While much of the brand’s weakening can likely be attributed to the recent Abercrombie-only-wants-pretty-and-cool-kids-wearing-their-clothes controversy, this branding shift is also about keeping up with the changing preferences of teens, who are more interested in standing out as individuals (while all wearing the same trendy top from H&M or Forever 21) than fitting in under a universally-recognized logo.
“Personal style, specifically with teens, is becoming less about fitting in and more about standing out,” Lauren Wolfenden, a senior advisory analyst at WGSN, a fashion trend consultancy, told The Christian Science Monitor. “A&F has wised up to this by phasing out the cookie-cutter logo-ed product look and bringing in trendy pieces that can be worn in a multitude of different ways.”

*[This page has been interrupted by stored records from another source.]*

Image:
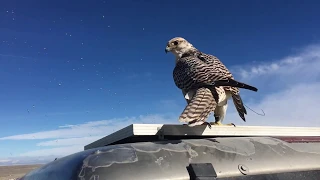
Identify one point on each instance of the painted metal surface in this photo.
(150, 132)
(230, 156)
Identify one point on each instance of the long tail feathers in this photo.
(199, 108)
(237, 101)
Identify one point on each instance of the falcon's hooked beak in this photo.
(167, 50)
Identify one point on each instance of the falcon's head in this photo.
(178, 46)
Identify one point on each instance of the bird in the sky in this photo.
(205, 83)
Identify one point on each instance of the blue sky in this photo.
(100, 65)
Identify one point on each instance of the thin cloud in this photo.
(93, 128)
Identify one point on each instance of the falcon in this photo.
(205, 83)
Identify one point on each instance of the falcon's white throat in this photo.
(182, 48)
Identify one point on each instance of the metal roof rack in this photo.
(154, 132)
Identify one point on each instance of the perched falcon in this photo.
(205, 83)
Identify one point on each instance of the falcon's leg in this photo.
(219, 115)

Whether this move will help the struggling retailer regain some ground has yet to be seen, but we think there may be a bigger issue to consider here: with the general public suddenly losing its most reliable way of immediately recognizing a douche in the wild, we may all need to brush up on our observation skills and train ourselevs to pick up on other cues. Here’s a quick list of warning signs for your reference: poor attitude, a sense of entitlement, and the number of drums of protein powder and cans of Pabst Blue Ribbon in the kitchen of the individual in question. Be safe out there.